Moreover, a big problem with this analysis was the two-stage nature of the predictions game. Our participants were asked first to choose a set of 24 events to predict, and then secondarily to pick which way they would fall. Which question are prediction investigators more interested in knowing?
It’s easy to see that there’s less spread in the conditional probabilities than the unconditional probabilities, reflecting the fact that a large part of green performance comes in just choosing events correctly. While this question is less interesting in the 3rd week of December, this sort of thing would get very very thorny if we were trying to assess, say, mid-year performance in order to build a 2nd half of year prediction per player.
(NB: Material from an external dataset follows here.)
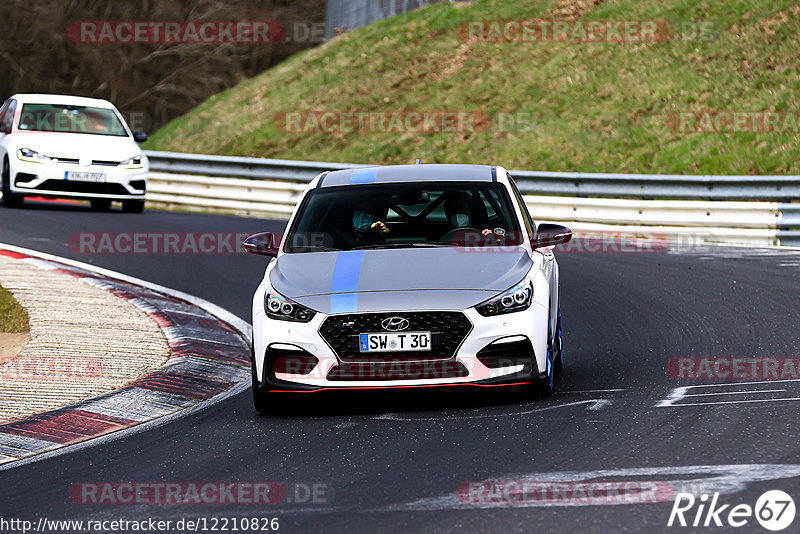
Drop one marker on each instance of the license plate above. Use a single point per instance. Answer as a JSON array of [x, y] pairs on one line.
[[85, 176], [394, 342]]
This is not even to mention the problem of overlapping predictions. Myself and player TK both predicted the Federal Reserve would cut more than twice this year –– this prediction came true for the both of us earlier this week. I thought the Dodgers would win the NL pennant, while player MDC predicted the boys in blue to have the most wins in the MLB — both hit. But the opposite situation prevailed in the case of Bob Iger leaving his 2nd stint as CEO of Disney, who is said to be sticking around until 2026, despite the predictions of myself and player DM. I hope the point has been illustrated — with high covariance in the $p(white)$ process, it’s amazing we could distinguish among players at all.
Finally, it’s terribly important to mention that running a predictions game like this merely once leaves us with meagre data with which to assess true player performance. I thought a lot about what a Bayesian approach to this sort of analysis might look like, then decided against getting too much into that machinery since I thought the prior weights would have to be tuned so low as to make the whole thing uninteresting! We have essentially one sample here with which to make our estimates. Who’s to say next year we won’t all totally fail?